Mantener una buena salud y forma física
Lo que come puede afectar en gran medida su forma de dormir, incluso durante la primera mitad del día. Desayuna a primera hora de la mañana para dormir mejor por la noche. Después de comer bien durante el día, evita comer comida picante o chatarra por la noche y, en su lugar, elige algo que te ayude a conciliar el sueño. Comer o beber en exceso antes de acostarse aumenta las posibilidades de sufrir indigestión o viajes frecuentes al baño. Una cena ligera unas dos horas antes de acostarse puede ayudarle a dormir más profundamente.

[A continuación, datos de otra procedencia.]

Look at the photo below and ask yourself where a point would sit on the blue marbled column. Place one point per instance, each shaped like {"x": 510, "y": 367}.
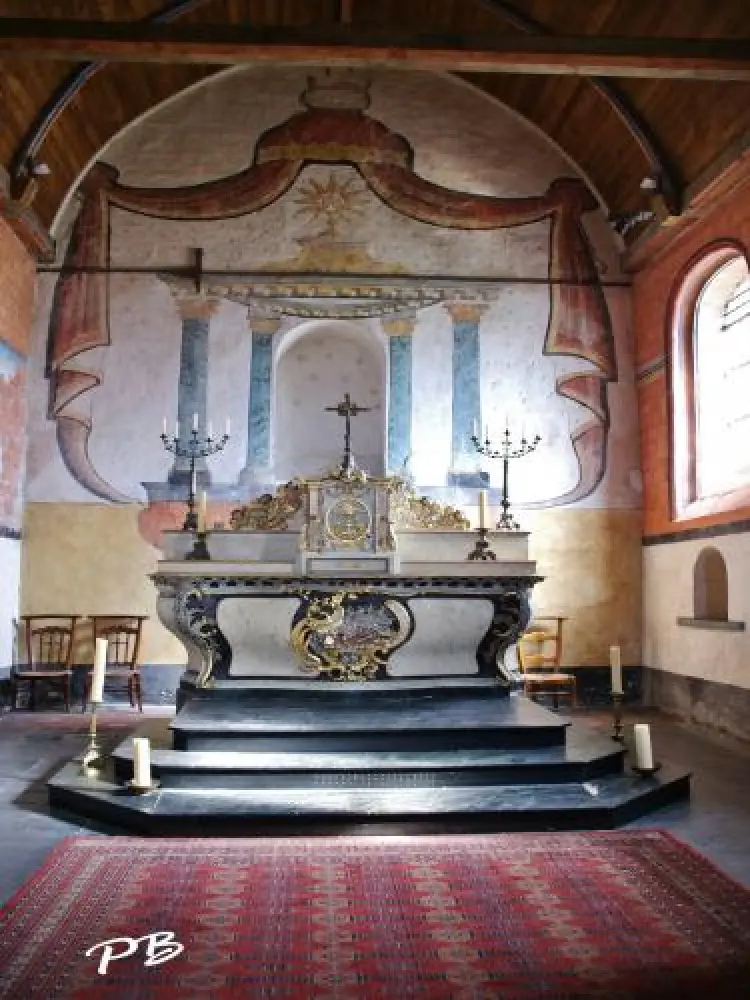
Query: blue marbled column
{"x": 467, "y": 406}
{"x": 196, "y": 312}
{"x": 399, "y": 333}
{"x": 259, "y": 403}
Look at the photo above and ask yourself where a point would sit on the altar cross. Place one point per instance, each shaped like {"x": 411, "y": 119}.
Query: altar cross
{"x": 347, "y": 409}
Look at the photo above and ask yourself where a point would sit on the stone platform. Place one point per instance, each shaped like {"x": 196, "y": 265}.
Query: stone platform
{"x": 311, "y": 756}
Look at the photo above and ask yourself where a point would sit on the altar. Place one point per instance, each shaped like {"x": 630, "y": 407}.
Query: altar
{"x": 346, "y": 646}
{"x": 345, "y": 578}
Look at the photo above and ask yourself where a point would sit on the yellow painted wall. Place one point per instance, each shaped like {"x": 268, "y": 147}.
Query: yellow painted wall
{"x": 90, "y": 559}
{"x": 591, "y": 561}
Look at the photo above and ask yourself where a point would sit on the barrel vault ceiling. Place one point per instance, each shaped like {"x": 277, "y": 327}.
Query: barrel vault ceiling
{"x": 628, "y": 89}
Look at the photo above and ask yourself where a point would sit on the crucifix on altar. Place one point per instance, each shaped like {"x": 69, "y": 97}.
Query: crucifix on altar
{"x": 347, "y": 409}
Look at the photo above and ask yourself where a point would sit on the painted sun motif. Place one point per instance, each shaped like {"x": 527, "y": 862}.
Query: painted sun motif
{"x": 336, "y": 202}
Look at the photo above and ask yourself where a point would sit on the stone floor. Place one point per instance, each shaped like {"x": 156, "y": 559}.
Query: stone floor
{"x": 716, "y": 821}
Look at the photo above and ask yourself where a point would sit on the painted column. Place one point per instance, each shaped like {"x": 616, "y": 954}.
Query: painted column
{"x": 399, "y": 332}
{"x": 196, "y": 312}
{"x": 258, "y": 459}
{"x": 467, "y": 407}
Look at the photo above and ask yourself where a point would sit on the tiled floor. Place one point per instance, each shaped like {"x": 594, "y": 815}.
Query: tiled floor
{"x": 716, "y": 821}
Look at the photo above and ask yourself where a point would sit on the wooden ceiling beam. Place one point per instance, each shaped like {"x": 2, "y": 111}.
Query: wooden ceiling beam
{"x": 676, "y": 58}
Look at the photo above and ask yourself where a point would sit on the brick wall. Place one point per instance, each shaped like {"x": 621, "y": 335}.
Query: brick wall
{"x": 652, "y": 289}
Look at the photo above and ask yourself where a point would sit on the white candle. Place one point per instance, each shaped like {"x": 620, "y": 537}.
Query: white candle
{"x": 141, "y": 762}
{"x": 644, "y": 756}
{"x": 616, "y": 669}
{"x": 483, "y": 508}
{"x": 100, "y": 667}
{"x": 202, "y": 511}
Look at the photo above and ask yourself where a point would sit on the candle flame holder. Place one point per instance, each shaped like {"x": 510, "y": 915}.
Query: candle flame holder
{"x": 482, "y": 550}
{"x": 506, "y": 452}
{"x": 617, "y": 726}
{"x": 92, "y": 759}
{"x": 193, "y": 448}
{"x": 645, "y": 772}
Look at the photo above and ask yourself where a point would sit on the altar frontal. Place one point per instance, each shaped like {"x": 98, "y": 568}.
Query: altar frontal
{"x": 345, "y": 577}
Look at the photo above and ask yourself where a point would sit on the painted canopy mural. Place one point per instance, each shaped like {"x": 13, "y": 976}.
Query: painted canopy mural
{"x": 335, "y": 133}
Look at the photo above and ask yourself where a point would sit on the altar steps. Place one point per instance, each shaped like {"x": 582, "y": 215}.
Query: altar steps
{"x": 401, "y": 718}
{"x": 604, "y": 804}
{"x": 587, "y": 759}
{"x": 402, "y": 757}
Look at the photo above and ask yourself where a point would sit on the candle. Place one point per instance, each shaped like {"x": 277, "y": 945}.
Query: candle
{"x": 202, "y": 511}
{"x": 100, "y": 667}
{"x": 616, "y": 669}
{"x": 644, "y": 756}
{"x": 483, "y": 508}
{"x": 141, "y": 762}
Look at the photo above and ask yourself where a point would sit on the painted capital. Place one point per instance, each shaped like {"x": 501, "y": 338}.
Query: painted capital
{"x": 401, "y": 326}
{"x": 195, "y": 306}
{"x": 465, "y": 312}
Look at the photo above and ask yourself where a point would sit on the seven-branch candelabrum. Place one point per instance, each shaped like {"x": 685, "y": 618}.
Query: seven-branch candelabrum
{"x": 506, "y": 452}
{"x": 192, "y": 448}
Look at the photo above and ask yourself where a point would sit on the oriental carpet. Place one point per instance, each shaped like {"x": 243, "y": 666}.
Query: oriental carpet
{"x": 613, "y": 915}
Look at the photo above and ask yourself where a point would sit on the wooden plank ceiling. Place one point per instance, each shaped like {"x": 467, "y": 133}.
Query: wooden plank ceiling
{"x": 617, "y": 131}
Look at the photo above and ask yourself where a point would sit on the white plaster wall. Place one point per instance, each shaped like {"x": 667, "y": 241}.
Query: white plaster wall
{"x": 462, "y": 141}
{"x": 668, "y": 593}
{"x": 10, "y": 575}
{"x": 314, "y": 373}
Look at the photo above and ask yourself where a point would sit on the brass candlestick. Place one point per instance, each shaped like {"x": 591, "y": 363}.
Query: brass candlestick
{"x": 618, "y": 729}
{"x": 92, "y": 760}
{"x": 482, "y": 548}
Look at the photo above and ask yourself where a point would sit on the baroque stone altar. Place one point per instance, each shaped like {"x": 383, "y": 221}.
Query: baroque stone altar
{"x": 345, "y": 579}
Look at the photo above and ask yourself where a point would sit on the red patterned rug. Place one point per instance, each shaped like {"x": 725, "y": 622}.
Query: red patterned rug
{"x": 616, "y": 915}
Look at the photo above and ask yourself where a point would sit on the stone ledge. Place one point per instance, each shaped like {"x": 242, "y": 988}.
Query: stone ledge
{"x": 713, "y": 624}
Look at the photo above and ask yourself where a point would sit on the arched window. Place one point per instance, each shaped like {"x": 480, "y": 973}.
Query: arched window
{"x": 711, "y": 384}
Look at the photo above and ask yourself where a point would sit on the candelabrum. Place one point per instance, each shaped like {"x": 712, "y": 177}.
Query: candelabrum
{"x": 617, "y": 727}
{"x": 506, "y": 452}
{"x": 482, "y": 548}
{"x": 193, "y": 448}
{"x": 91, "y": 759}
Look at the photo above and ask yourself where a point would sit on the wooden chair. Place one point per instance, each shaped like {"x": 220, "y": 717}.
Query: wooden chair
{"x": 539, "y": 658}
{"x": 123, "y": 635}
{"x": 48, "y": 645}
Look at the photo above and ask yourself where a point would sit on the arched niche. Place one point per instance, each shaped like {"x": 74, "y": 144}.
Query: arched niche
{"x": 315, "y": 364}
{"x": 710, "y": 586}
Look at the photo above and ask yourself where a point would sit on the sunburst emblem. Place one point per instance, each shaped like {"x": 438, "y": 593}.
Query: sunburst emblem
{"x": 336, "y": 202}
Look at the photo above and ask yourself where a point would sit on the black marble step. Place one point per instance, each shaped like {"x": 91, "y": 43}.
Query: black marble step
{"x": 602, "y": 804}
{"x": 351, "y": 722}
{"x": 584, "y": 757}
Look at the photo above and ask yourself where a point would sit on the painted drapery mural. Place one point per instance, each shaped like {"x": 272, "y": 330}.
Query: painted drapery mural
{"x": 578, "y": 325}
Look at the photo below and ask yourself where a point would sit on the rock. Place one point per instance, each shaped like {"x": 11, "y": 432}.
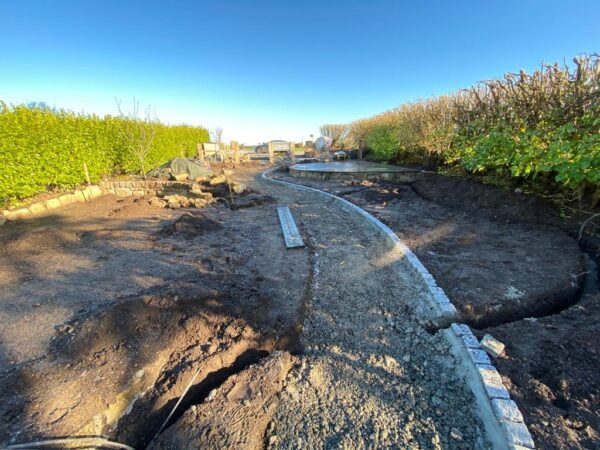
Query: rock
{"x": 179, "y": 177}
{"x": 219, "y": 179}
{"x": 53, "y": 203}
{"x": 122, "y": 192}
{"x": 238, "y": 188}
{"x": 79, "y": 196}
{"x": 37, "y": 208}
{"x": 157, "y": 202}
{"x": 87, "y": 194}
{"x": 185, "y": 202}
{"x": 67, "y": 199}
{"x": 456, "y": 434}
{"x": 95, "y": 191}
{"x": 63, "y": 329}
{"x": 22, "y": 213}
{"x": 492, "y": 345}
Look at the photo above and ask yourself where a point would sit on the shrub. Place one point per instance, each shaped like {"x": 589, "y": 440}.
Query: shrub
{"x": 544, "y": 124}
{"x": 42, "y": 149}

El sueño y la recuperación van de la mano, ya que el sueño es cuando los músculos se reparan y recuperan. Sin embargo, así como dormir ayuda a tu rendimiento deportivo, el ejercicio ayuda a tu rendimiento durante el sueño al aumentar la cantidad de tiempo que pasas en sueño profundo. Trate de hacer los 150 minutos recomendados de ejercicio a la semana para dormir mejor. Un día de esfuerzo físico (como correr o nadar) o, mejor aún, ejercicio regular, puede contribuir a un sueño más profundo y reparador. No haga ejercicio justo antes de acostarse para ayudarle a conciliar el sueño; Si bien cansa tus músculos, también aumenta tu frecuencia cardíaca y te despierta aún más. Dale tiempo a tu cuerpo para que se enfríe y para que te rehidrates, así que considera unas 2 horas antes de acostarte como límite para hacer ejercicio.